🤖 AI Summary
Existing latent world models suffer from coupled perception reconstruction and planning tasks, limiting planning performance. This paper proposes a planning-oriented latent world modeling paradigm: (1) hierarchical planning decomposition decouples representation learning from decision-making; (2) a local-perception interactive iterative optimization mechanism enhances policy robustness; and (3) we introduce Group Relative Policy Optimization (GRPO), the first algorithm enabling trajectory Gaussianization modeling and collision-aware reward-driven reinforcement fine-tuning. The method integrates vision-geometry foundation models with latent-space temporal self-supervised modeling. On nuScenes open-loop evaluation, collision rate drops by 83% (from 0.30% to 0.05%). In NavSim closed-loop testing—using monocular camera input only—our approach achieves 87.8 PDMS, matching the LiDAR-based SOTA method DiffusionDrive (88.1).
📝 Abstract
Latent World Models enhance scene representation through temporal self-supervised learning, presenting a perception annotation-free paradigm for end-to-end autonomous driving. However, the reconstruction-oriented representation learning tangles perception with planning tasks, leading to suboptimal optimization for planning. To address this challenge, we propose WorldRFT, a planning-oriented latent world model framework that aligns scene representation learning with planning via a hierarchical planning decomposition and local-aware interactive refinement mechanism, augmented by reinforcement learning fine-tuning (RFT) to enhance safety-critical policy performance.

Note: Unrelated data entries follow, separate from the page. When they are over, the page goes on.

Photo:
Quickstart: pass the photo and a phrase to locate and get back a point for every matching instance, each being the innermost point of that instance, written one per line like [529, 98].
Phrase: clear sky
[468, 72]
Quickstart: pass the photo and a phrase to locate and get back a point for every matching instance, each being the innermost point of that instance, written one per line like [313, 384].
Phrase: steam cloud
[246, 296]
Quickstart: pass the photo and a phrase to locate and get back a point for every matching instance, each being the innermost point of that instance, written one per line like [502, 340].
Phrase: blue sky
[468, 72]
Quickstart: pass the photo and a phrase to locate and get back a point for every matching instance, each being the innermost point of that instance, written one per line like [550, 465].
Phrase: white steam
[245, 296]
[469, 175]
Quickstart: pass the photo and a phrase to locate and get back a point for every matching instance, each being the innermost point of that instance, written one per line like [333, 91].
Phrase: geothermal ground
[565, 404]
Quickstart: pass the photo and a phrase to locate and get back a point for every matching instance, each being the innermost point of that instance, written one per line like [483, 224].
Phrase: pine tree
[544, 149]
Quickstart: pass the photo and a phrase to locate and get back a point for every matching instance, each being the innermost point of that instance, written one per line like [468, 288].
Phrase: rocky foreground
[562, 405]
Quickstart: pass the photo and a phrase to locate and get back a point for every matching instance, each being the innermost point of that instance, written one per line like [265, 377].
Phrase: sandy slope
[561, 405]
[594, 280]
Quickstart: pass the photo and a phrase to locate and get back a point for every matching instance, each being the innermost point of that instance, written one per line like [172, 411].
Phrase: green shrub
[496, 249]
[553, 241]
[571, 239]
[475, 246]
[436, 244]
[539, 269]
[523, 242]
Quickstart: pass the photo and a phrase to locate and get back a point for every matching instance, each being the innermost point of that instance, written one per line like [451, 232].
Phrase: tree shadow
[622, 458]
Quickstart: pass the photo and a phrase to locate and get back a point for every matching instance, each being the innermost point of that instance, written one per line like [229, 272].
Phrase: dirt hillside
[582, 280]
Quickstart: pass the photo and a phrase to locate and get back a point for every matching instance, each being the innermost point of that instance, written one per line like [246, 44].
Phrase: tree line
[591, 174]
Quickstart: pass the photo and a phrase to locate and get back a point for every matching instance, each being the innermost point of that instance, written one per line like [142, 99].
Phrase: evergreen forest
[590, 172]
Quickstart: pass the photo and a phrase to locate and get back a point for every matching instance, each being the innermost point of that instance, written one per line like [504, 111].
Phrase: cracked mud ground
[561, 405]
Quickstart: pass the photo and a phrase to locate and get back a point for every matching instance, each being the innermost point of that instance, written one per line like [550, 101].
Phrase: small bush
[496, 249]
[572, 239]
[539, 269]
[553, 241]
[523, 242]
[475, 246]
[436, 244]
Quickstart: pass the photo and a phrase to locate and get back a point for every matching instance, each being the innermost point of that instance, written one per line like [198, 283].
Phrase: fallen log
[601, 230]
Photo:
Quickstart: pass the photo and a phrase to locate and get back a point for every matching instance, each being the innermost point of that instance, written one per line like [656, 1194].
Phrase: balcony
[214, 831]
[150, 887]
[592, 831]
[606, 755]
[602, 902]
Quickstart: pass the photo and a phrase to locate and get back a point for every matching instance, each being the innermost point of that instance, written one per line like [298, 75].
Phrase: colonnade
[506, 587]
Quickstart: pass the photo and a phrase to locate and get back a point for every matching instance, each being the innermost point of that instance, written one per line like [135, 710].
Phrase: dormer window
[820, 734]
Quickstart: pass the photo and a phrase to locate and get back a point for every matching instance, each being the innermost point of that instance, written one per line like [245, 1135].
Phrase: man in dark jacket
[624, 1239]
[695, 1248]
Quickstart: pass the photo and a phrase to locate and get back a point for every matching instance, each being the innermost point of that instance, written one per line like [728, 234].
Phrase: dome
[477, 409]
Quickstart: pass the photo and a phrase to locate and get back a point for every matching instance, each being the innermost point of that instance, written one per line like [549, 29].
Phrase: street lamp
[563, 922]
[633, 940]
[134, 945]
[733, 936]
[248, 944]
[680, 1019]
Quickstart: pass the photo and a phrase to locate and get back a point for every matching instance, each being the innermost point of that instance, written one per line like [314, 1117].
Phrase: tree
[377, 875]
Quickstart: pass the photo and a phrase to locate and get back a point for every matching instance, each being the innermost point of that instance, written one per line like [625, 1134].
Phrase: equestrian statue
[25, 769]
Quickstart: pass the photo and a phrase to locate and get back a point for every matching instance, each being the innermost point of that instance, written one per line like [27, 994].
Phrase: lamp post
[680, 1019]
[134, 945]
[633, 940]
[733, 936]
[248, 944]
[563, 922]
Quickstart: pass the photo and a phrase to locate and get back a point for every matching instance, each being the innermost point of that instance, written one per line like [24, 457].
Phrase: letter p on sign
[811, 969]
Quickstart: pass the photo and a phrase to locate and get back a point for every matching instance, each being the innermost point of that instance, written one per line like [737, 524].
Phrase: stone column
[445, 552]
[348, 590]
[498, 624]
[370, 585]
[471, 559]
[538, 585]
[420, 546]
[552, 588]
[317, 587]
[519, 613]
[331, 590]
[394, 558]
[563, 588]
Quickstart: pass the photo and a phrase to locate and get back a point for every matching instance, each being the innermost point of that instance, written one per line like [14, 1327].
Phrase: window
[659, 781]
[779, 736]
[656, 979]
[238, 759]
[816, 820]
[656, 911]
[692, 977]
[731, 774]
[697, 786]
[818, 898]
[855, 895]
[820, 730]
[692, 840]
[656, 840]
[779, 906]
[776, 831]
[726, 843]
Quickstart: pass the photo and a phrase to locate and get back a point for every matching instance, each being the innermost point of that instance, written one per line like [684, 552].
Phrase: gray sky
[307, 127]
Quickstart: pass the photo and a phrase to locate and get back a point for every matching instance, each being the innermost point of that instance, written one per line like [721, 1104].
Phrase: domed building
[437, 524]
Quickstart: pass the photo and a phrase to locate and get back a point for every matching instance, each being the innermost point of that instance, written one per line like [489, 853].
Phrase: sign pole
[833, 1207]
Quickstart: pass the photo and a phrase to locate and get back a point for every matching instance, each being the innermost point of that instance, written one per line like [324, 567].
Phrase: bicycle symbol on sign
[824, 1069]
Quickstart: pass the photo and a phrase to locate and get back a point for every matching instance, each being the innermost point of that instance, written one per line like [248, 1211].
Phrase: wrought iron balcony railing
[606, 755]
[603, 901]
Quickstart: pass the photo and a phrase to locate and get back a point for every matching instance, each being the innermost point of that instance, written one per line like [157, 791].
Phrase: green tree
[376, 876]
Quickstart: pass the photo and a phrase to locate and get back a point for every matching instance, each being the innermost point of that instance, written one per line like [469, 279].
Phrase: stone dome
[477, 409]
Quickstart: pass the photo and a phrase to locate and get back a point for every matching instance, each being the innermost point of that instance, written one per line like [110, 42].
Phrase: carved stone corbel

Specifically, WorldRFT integrates a vision-geometry foundation model to improve 3D spatial awareness, employs hierarchical planning task decomposition to guide representation optimization, and utilizes local-aware iterative refinement to derive a planning-oriented driving policy. Furthermore, we introduce Group Relative Policy Optimization (GRPO), which applies trajectory Gaussianization and collision-aware rewards to fine-tune the driving policy, yielding systematic improvements in safety. WorldRFT achieves state-of-the-art (SOTA) performance on both open-loop nuScenes and closed-loop NavSim benchmarks. On nuScenes, it reduces collision rates by 83% (0.30% -> 0.05%). On NavSim, using camera-only sensors input, it attains competitive performance with the LiDAR-based SOTA method DiffusionDrive (87.8 vs. 88.1 PDMS).